北大東レーダーは「基地」 通信局舎や火薬庫も整備 防衛省が住民説明会


この記事を書いた人 琉球新報社
自衛隊の移動式警戒管制レーダーの配備に関する説明会に参加する住民ら=20日午後6時半、北大東村の村人材交流センター

 【北大東】北大東村への航空自衛隊の移動式警戒管制レーダー配備について、防衛省は20日夜、住民向け説明会を同村中野の村人材交流センターで開催し、島の北東部と南部の村内2カ所をレーダー部隊の基地の候補地として検討していることを明らかにした。資料に基地と記載し、隊庁舎地区と管制レーダーなどを配備する監視地区2カ所を主要基地となる北東部に整備、南部に地上電波測定装置などを配置する監視地区を整備する計画を明らかにした。
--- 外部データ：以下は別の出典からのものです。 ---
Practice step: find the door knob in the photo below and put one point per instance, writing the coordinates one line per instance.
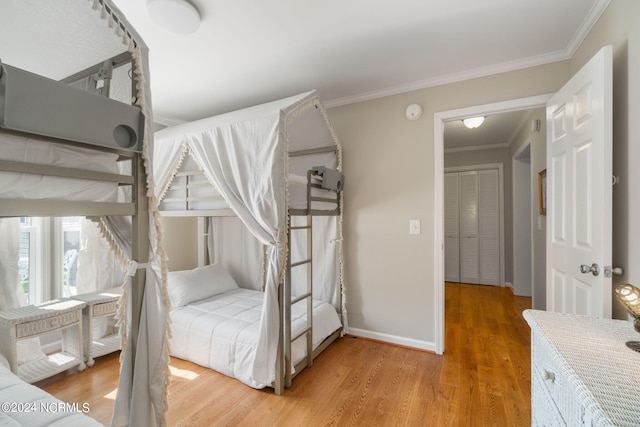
(593, 269)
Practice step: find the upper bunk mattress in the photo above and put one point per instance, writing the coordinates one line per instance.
(221, 332)
(40, 187)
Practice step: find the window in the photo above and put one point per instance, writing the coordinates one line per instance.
(48, 261)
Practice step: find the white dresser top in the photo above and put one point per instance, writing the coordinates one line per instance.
(603, 370)
(36, 312)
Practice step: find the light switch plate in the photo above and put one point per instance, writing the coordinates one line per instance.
(414, 226)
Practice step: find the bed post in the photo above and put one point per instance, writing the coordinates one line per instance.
(139, 246)
(278, 385)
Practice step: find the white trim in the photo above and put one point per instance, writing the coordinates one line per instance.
(592, 17)
(393, 339)
(526, 117)
(500, 167)
(476, 147)
(438, 191)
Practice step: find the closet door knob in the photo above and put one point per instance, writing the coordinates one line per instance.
(593, 269)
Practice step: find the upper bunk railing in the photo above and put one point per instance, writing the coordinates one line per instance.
(60, 207)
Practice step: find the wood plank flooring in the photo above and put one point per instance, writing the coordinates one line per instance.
(483, 379)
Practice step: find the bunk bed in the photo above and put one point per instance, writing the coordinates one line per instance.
(68, 149)
(276, 167)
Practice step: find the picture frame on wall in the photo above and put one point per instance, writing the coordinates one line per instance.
(542, 191)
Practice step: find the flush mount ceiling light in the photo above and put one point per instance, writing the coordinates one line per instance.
(473, 122)
(176, 16)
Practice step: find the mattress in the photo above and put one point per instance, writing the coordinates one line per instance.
(27, 405)
(221, 332)
(40, 187)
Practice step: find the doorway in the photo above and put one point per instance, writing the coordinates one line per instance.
(438, 232)
(522, 229)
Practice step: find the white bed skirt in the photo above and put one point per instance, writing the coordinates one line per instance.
(221, 332)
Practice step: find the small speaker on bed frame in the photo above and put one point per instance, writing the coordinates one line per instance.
(38, 105)
(331, 179)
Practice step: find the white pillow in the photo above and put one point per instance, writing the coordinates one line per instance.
(187, 286)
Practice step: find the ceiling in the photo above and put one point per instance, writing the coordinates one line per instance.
(497, 131)
(247, 52)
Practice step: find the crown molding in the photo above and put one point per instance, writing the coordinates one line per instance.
(450, 78)
(165, 121)
(476, 147)
(587, 25)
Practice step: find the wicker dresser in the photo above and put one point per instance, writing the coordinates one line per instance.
(101, 304)
(582, 373)
(64, 315)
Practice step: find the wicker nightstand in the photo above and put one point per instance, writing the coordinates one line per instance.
(582, 373)
(64, 315)
(100, 304)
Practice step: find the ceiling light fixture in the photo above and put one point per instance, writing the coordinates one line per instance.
(176, 16)
(473, 122)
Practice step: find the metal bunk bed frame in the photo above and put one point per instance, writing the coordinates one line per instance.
(137, 207)
(285, 371)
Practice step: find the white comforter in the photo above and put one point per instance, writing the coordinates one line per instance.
(23, 404)
(221, 332)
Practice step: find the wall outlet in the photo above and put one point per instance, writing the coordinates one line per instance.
(414, 226)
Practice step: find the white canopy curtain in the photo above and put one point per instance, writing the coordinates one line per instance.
(225, 154)
(142, 397)
(244, 154)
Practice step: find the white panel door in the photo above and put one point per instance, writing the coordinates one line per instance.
(488, 227)
(451, 228)
(469, 250)
(579, 156)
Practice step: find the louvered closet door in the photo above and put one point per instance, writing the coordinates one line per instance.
(469, 249)
(451, 228)
(488, 227)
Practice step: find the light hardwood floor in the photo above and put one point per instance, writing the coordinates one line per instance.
(483, 379)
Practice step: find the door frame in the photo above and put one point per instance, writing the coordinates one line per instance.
(439, 119)
(500, 168)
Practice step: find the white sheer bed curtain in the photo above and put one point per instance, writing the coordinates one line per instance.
(144, 372)
(246, 164)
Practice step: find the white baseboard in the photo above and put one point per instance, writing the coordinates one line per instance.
(393, 339)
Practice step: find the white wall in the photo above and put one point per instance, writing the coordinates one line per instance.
(389, 167)
(180, 242)
(522, 250)
(538, 153)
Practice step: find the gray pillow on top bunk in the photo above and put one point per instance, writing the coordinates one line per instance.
(187, 286)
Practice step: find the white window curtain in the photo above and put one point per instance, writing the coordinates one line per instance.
(11, 292)
(9, 271)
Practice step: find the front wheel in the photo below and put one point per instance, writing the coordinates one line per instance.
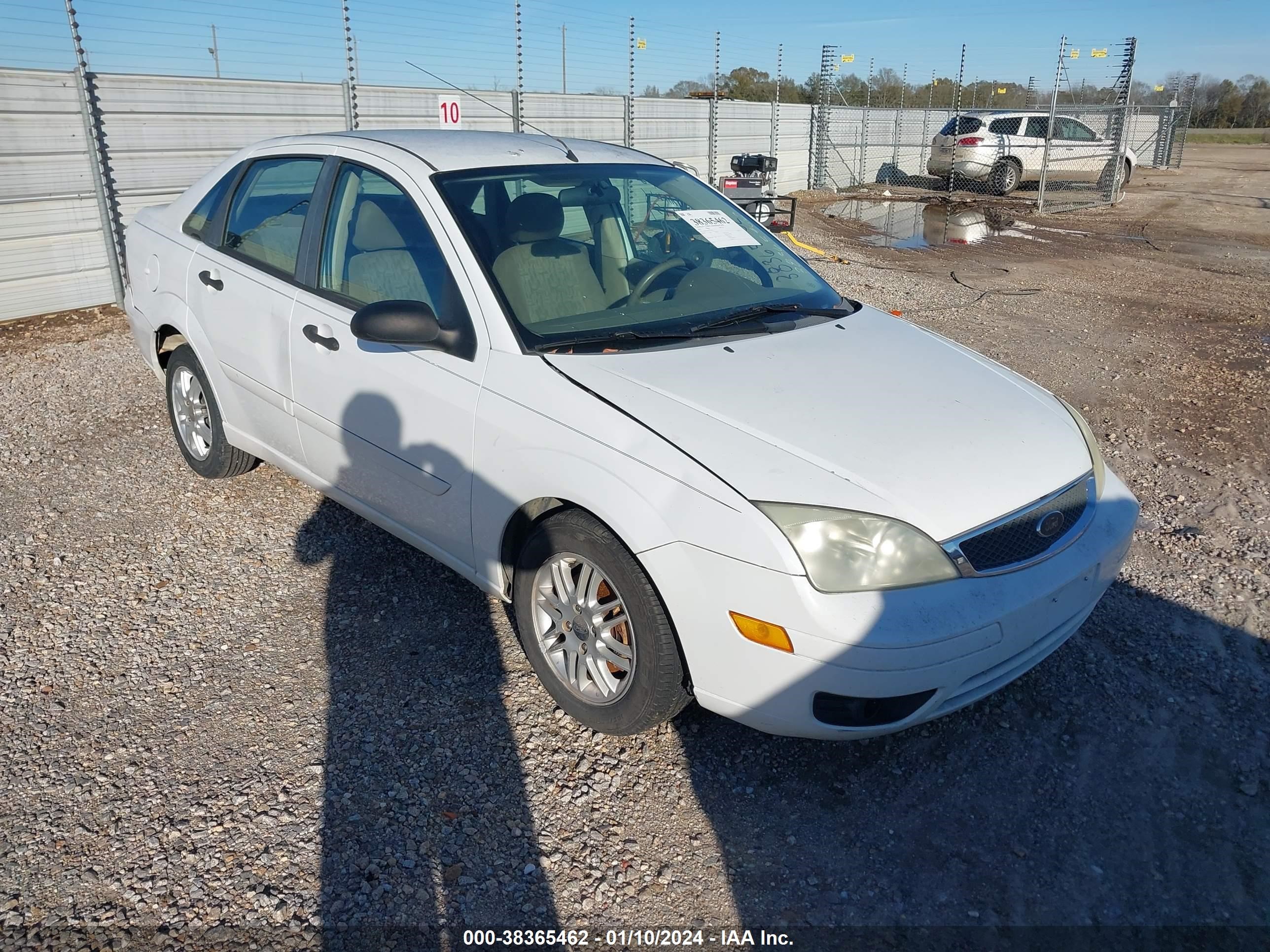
(595, 629)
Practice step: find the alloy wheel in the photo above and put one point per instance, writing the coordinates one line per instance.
(583, 629)
(191, 413)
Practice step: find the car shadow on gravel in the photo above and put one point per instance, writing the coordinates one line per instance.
(1122, 782)
(426, 825)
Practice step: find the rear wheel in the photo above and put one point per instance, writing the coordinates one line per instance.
(1004, 178)
(196, 420)
(595, 629)
(1106, 181)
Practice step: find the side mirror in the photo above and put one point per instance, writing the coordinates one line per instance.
(404, 323)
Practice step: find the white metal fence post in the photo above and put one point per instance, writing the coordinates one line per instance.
(957, 131)
(714, 118)
(100, 164)
(630, 84)
(776, 103)
(1122, 117)
(351, 88)
(519, 93)
(1050, 127)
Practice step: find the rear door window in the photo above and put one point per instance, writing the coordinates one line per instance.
(1072, 131)
(1005, 127)
(960, 126)
(1037, 126)
(268, 212)
(196, 225)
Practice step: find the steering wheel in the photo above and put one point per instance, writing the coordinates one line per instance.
(653, 274)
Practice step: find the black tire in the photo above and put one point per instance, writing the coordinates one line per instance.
(657, 691)
(1106, 179)
(221, 460)
(1005, 177)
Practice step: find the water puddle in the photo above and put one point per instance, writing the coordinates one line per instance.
(915, 225)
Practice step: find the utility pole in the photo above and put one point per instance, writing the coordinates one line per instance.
(216, 52)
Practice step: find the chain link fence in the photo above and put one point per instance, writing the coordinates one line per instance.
(113, 106)
(1074, 146)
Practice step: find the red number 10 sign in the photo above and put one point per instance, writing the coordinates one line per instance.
(451, 118)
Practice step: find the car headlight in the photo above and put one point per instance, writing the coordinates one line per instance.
(845, 551)
(1100, 470)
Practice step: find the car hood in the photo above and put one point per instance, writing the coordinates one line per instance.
(867, 413)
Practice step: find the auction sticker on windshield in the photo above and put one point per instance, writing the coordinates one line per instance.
(717, 228)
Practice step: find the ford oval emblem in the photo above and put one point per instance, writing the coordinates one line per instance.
(1050, 525)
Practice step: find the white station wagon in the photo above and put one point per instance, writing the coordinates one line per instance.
(1002, 150)
(591, 385)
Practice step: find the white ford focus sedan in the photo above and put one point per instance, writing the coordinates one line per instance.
(595, 387)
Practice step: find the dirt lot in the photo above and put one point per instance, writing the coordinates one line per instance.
(235, 714)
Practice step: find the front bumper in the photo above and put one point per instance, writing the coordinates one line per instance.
(962, 639)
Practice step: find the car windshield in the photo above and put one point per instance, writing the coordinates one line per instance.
(595, 253)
 説明によると、施設規模は北東部と南部の村有地計約8ヘクタール。北東部の隊庁舎地区には、事務を行う庁舎や居住のための隊舎、体育館のほか、火薬庫を整備する。監視地区は隊庁舎地区を挟んで2カ所に分かれ、移動式警戒管制レーダーのほか、戦術データ交換システム、通信局舎、鉄塔などを設置する。

 南部は地上電波測定装置を配備、通信局舎や鉄塔を設置する。

 南西航空方面隊から30人程度の駐留を予定。基地内の隊舎や外の宿舎に居住する。基地の外で必要となる宿舎は今後、検討していく。

 説明会には沖縄防衛局の森広芳光企画部長らが出席した。北大東村の宮城光正村長は、村民用の席に座った。

 防衛省は「太平洋に進出する周辺国の航空機などへの警戒監視は喫緊の課題だ。太平洋側に隙のない警戒監視、情報収集態勢を構築するため、北大東島へのレーダー配備をしたい」と説明した。

 希少動植物への配慮や使用される電波についての説明もあった。携帯電話などの電波と同じ周波数帯として「細胞を直接傷付ける可能性がある電磁波ではない」とした。

 住民からは「配備により標的にされるのではないか」という懸念の声があった。また「住民への説明が遅い」などと、これまで説明会がなかったことへの批判があった。